Tuesday, February 10, 2015

Review: Party of Three

Sometimes hanging out in a basement leads to boredom, which then leads to drinking resulting in personal and internal conflict due to inebriation. In Danny Mitarotondo’s Sun and Room, a guest-less party leads to three friends confronting personal demons while dancing to music, chowing down on pizza, and drowning their sorrows through booze. As the sun rises, eyes shut on a night that they’ll likely forget.
Sun and Room by Danny Mitarotondo follows a trio of college kids who blast music while eating pizza, guzzling beer and liquor, and brushing the surface of what their future is going to be. Aside from that, there’s not much more action to speak of. Leah plays host to best friend Zoe and new pal Matt as they wait for the pending guests in a Godot-like standstill. As they hang, we see glimpses of character. Matt is socially awkward that may or may not be gay. Leah is a lost soul looking for acceptance and guidance. Zoe is a drunken mess that only finds inner peace with alcohol and sex. The commonality between the trio is three individuals who are isolated searching for companionship. But Mitarotondo only brushes the surface, as there truly is no resolution or arc for the story or characters. There is a lot of nothing that happens, which is a true and honest depiction of what friends would do on a Friday night, but there feels as if there is something lacking. There is more that wants to be explored. And little nuances that the characters mentioned early on were never spoken of again. The most interesting one was Leah and the grave importance of her father’s record player. With the walls lined with records, you almost have to wonder why the music source was a computer and not this revered record player. Little things like that may have helped tie the world together a little better. The soundtrack of the world was very particular to the characters and lacked resonation to the audience.

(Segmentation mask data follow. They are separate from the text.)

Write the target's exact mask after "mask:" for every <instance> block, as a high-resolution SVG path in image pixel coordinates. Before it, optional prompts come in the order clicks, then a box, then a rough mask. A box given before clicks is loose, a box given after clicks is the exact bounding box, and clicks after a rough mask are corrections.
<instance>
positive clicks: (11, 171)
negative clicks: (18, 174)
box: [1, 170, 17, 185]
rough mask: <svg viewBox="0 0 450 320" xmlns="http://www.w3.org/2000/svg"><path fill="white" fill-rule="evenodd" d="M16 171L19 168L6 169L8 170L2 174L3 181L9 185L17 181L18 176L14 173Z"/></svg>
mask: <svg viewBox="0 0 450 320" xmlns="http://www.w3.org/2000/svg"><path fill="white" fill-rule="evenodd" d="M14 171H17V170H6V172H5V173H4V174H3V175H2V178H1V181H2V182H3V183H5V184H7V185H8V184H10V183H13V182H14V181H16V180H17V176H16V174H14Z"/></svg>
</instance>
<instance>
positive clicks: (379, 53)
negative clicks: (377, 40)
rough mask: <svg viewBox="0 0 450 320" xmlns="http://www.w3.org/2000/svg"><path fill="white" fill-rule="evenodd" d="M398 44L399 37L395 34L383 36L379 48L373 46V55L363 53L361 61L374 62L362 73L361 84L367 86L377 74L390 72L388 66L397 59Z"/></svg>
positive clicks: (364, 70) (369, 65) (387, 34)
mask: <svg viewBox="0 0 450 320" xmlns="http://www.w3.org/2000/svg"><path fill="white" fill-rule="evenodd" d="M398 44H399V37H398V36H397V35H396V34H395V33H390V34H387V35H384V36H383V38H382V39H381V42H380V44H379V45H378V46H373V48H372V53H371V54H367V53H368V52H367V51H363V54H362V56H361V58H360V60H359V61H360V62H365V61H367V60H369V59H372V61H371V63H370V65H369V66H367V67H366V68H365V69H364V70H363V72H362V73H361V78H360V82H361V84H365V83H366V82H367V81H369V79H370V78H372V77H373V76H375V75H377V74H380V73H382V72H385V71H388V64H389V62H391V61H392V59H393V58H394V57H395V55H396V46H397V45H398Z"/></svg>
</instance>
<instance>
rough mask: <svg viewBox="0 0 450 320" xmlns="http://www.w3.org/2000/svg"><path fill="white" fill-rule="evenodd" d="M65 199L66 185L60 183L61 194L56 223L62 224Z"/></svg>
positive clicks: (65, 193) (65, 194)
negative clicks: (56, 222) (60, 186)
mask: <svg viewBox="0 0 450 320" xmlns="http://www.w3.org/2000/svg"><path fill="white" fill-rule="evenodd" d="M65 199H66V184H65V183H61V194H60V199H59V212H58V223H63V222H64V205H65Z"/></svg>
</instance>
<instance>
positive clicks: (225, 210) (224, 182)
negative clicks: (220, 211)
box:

photo courtesy of Danielle Faitelson
Sun and Room was specifically written for the voices of the actors. And it’s clear. Leah Brewer, Zoe Pike, and Matthew Socci bring so much heart and dedication to the stage. They have a strong connection to their stage personas, whether they are merely abstractions of self or full on representations. But with a script written for a specific set of actors, even using the same names, it begs the question of where does actor end and character begin and can this play exist beyond this trio? Brewer, Pike, and Socci do a phenomenal job representing youth today and in turn extensions of themselves, but giving this intricate play to a new group of artists, will it carry the same weight.
Director Shannon Fillion took Mitarotondo’s script and found reality. Her spot-on direction was almost too real. Fillion guided her young actors through an evening of debauchery that reminded you of that one night with your friends. Her staging was fluid and constant, finding great stillness as the night died, but the moments when the stage was bare and the characters were “upstairs” went on a bit long. Costume designer Jane Gould gave the characters a personality and identity through clothing. They were authentic yet specific. Alicia Laws, who served as scenic and lighting designer had a big job. Laws’ dingy basement had an eclectic array of objects and a questionable color scheme. But we learn Leah is “remodeling” so it can pass. Laws and Fillion depended on light, or lack there of. With the play set in a basement, natural light was explored through two dynamic windows. Close attention to detail was had at the start and toward the end of the play using the existence of the sun and moon. Even a simple pass by of light was seen to represent the pizza delivery. But the middle of the play, those windows were filled with darkness yet with no practical lights on, there was still light. This was truly the only moment of theatricality within the entire play.
Sun and Room is a brilliant look at a slice of life. Beyond that, there is little that was explored. Mitarotondo created a piece that has great heart and great potential but it may not translate with a different ensemble.